While gene drives are most commonly used to control or decrease the population of target organisms, they may also be used to help save species that are in danger of becoming extinct. Through modification gene drives, a protective gene could be spread. For instance, frogs and other amphibians are in dramatic decline worldwide, largely due to pathogenic chytrid fungus. The fungus causes a skin disease that is often lethal. A gene preventing fungal infections could potentially save many frogs and other amphibians from extinction.

The idea of CRISPR gene drives has also been suggested for the conservation of endangered plant species, particularly as the effects of climate change continue to strain and restrict wild populations. Adding useful genes to endangered plants, such as drought tolerance or disease-resistance genes, can potentially ensure their long-term survival.

There are several factors that can affect the efficacy of CRISPR-based gene drives. Drive alleles that are stable over time will spread to more individuals, while those that accumulate mutations can become resistant to the drive mechanism. The fitness cost of a drive allele can also affect how much it spreads. For instance, an allele that substantially decreases the fitness in heterozygous individuals will not spread as effectively as alleles that have a minimal fitness cost.

Additionally, copying of the drive allele into wild-type chromosomes will only occur if the cell uses homology-directed repair to mend the double-strand break. The cell may instead repair the break via non-homologous end joining repair (NHEJ). This pathway pastes the ends together without using a repair template and therefore does not copy the drive gene into a wild-type chromosome. Thus, the frequencies of HDR relative to NHEJ will affect the efficiency of a gene drive. Several characteristics of the target organism can also affect gene drives, including the time it takes to produce a new generation and mating frequency.

There are several efforts to overcome resistance to CRISPR gene drives and safeguard their spread. For example, one strategy is touse multiplexed sgRNAs to increase the effective homing rate and reduce the generation of resistant alleles. The other is to target highly conserved regions.

Although CRISPR-based gene drives have the potential to solve a lot of problems, many scientists and members of the public have voiced valid concerns over their use. In fact, many have concerns about whether humans should alter natural ecosystems at all. Releasing any genetically-modified organism into wild populations must be done responsibly, carefully considering potential ecological impacts.

For instance, a gene drive that would eradicate an entire mosquito population in a given area may disrupt the ecosystem in unforeseen ways. While an alternative is to render the disease vector immune to the pathogen, there are also concerns surrounding the impact of this change; by eliminating one pathogen, does this simply provide an empty niche for other - potentially worse - pathogens to evolve?

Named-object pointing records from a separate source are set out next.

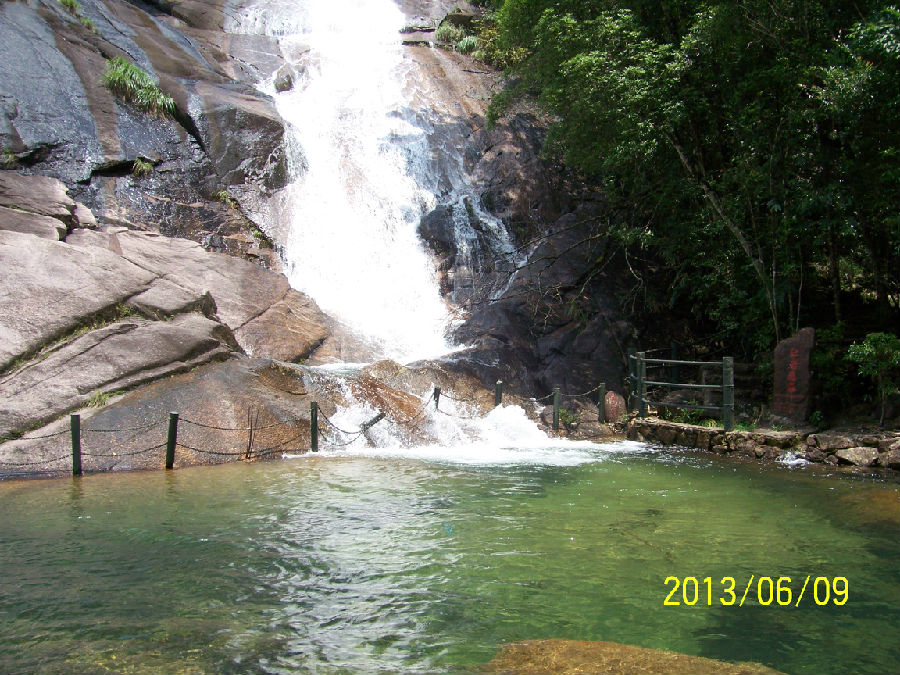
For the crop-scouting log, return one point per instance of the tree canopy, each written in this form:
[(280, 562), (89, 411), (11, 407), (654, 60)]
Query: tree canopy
[(753, 147)]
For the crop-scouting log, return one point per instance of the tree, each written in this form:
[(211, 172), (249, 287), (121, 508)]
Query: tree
[(878, 356), (753, 145)]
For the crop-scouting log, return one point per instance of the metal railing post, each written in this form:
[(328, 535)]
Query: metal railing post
[(75, 427), (728, 393), (556, 397), (642, 384), (632, 379), (601, 403), (171, 440)]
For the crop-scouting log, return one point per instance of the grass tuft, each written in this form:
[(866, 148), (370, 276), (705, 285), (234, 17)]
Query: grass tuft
[(467, 45), (134, 85), (141, 167)]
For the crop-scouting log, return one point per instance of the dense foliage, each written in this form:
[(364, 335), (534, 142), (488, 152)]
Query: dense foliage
[(751, 148)]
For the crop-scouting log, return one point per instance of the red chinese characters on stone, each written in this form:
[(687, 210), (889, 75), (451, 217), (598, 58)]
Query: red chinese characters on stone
[(791, 396)]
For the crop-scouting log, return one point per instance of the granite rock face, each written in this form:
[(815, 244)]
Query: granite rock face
[(58, 120), (108, 310)]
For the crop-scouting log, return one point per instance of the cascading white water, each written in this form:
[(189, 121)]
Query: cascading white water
[(366, 168), (354, 206)]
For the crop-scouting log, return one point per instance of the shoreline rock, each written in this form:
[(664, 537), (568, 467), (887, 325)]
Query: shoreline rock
[(862, 448)]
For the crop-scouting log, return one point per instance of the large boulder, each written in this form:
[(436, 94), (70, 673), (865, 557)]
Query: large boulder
[(57, 119), (52, 288), (267, 317), (119, 356), (567, 657)]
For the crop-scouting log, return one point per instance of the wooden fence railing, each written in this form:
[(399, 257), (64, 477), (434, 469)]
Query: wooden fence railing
[(639, 382)]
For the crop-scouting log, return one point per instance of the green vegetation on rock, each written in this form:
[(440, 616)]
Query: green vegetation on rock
[(747, 154), (71, 5), (134, 85), (141, 167)]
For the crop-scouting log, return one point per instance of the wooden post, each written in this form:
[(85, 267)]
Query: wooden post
[(728, 393), (673, 354), (642, 383), (632, 379), (171, 440), (555, 408), (75, 426), (601, 403)]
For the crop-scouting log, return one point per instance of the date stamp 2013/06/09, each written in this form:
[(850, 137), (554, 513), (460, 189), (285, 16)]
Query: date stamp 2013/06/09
[(765, 591)]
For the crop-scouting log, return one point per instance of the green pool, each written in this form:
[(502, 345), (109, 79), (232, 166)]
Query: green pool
[(427, 561)]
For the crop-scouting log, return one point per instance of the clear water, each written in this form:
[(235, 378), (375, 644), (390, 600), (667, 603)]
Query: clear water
[(423, 564)]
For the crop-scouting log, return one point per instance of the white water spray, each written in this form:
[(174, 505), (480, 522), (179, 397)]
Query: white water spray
[(358, 129), (354, 207)]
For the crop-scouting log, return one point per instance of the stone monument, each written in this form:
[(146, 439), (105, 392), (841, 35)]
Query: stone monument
[(791, 396)]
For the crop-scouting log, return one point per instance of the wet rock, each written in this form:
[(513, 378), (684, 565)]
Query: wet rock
[(118, 356), (857, 456), (284, 79), (243, 134), (792, 376), (290, 330), (51, 288), (568, 657), (165, 299), (29, 223), (57, 119), (36, 194), (891, 458), (616, 407)]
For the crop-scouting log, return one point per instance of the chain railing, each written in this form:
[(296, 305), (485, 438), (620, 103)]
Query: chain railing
[(294, 443)]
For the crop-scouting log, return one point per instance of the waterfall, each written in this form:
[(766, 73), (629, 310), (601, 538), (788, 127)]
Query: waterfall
[(366, 165), (355, 201)]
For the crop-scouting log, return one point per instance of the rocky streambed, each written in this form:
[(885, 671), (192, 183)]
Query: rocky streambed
[(858, 447)]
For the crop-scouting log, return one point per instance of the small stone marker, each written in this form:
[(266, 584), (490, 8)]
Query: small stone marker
[(792, 376), (615, 406)]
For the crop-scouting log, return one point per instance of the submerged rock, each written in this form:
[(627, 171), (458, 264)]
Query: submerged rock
[(571, 657)]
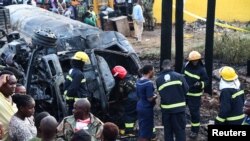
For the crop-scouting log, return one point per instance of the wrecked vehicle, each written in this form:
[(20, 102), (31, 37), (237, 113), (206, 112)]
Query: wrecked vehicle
[(44, 76)]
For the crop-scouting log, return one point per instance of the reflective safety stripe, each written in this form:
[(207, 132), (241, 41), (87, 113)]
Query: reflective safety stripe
[(194, 94), (69, 78), (192, 75), (244, 123), (220, 119), (195, 124), (235, 118), (202, 84), (83, 81), (170, 106), (129, 125), (177, 82), (238, 94), (69, 98)]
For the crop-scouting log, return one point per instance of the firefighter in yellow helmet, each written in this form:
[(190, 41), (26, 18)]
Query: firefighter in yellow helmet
[(75, 83), (196, 77), (231, 98)]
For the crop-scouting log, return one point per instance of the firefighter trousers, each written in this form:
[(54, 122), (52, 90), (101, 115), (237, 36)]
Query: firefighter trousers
[(174, 124), (194, 104)]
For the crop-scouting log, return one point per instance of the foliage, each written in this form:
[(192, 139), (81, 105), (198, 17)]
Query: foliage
[(232, 48)]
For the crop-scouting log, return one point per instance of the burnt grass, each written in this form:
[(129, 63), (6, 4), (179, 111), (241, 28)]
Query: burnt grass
[(208, 109)]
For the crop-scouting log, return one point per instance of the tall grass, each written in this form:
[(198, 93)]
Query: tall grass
[(232, 48)]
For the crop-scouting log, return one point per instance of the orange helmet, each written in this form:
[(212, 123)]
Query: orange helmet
[(119, 71), (194, 55)]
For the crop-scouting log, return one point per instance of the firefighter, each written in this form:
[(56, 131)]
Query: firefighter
[(75, 83), (127, 97), (246, 110), (172, 88), (231, 98), (196, 77)]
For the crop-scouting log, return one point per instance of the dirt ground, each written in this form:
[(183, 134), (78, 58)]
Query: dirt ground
[(149, 53)]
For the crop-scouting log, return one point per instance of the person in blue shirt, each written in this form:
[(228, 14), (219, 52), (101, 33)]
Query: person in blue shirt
[(75, 84), (231, 98), (145, 105), (246, 111), (138, 20), (196, 76), (172, 88)]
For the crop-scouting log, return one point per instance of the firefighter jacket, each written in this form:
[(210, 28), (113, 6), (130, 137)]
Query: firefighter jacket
[(172, 88), (75, 85), (194, 74), (231, 105)]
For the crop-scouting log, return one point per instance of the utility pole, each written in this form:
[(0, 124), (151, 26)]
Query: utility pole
[(211, 4), (179, 35), (166, 30)]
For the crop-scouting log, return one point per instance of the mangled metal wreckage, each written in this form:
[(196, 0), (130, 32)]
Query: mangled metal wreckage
[(45, 68)]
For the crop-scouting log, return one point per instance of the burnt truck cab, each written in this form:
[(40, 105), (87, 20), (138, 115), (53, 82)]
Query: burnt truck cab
[(106, 49)]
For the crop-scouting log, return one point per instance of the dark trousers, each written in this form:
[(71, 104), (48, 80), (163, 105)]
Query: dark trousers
[(174, 124), (194, 104), (70, 104)]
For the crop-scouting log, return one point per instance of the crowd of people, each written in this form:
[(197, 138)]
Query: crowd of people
[(137, 97)]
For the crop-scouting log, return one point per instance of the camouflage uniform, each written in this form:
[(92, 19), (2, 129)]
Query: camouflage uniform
[(148, 14), (66, 128)]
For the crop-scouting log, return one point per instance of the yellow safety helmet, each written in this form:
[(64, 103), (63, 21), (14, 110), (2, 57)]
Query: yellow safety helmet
[(82, 56), (228, 73), (194, 55)]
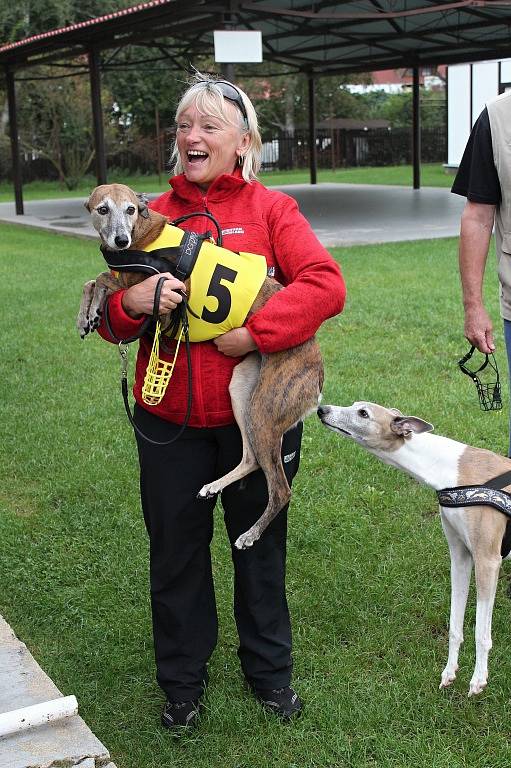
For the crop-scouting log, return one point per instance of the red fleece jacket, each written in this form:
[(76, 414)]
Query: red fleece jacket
[(259, 220)]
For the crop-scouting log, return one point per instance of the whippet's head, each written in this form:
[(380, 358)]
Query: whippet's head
[(115, 209), (372, 426)]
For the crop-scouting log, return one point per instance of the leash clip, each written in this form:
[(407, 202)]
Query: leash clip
[(489, 393)]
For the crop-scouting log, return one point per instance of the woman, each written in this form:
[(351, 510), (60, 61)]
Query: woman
[(217, 156)]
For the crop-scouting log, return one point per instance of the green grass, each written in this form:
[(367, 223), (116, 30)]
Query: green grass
[(368, 568), (433, 175)]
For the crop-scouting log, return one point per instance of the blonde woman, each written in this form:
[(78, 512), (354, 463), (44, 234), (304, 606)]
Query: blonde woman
[(217, 156)]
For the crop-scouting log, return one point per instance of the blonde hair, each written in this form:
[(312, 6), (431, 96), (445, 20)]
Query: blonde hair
[(209, 100)]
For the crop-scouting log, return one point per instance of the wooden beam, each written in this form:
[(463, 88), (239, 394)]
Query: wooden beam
[(97, 116), (15, 146), (313, 157), (416, 130)]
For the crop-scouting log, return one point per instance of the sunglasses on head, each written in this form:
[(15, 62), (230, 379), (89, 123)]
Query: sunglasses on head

Pilot projects of gene drives in wild populations have been confined to island populations that cannot easily escape. However, if the technology were to be used on larger continents, there would be no easy method to prevent organisms containing gene drives from crossing country borders.

Due to the potential negative outcomes and ethical issues associated with the use of gene drives in wild populations, there has been a significant amount of research focusing on the control and reversal of gene drives. A key example is the development of confinable split gene drives, in which Cas9 is inserted at one location in the genome, while the other genetic element/s are inserted to a different location. These drives have been suggested to be safer and more suitable for release.

Self-exhausting, ‘daisy-chain’ drives have also been developed with CRISPR technology. These drives are fast-acting but transient, with elements successively lost over time to control the spread, meaning they do not indefinitely drive an allele.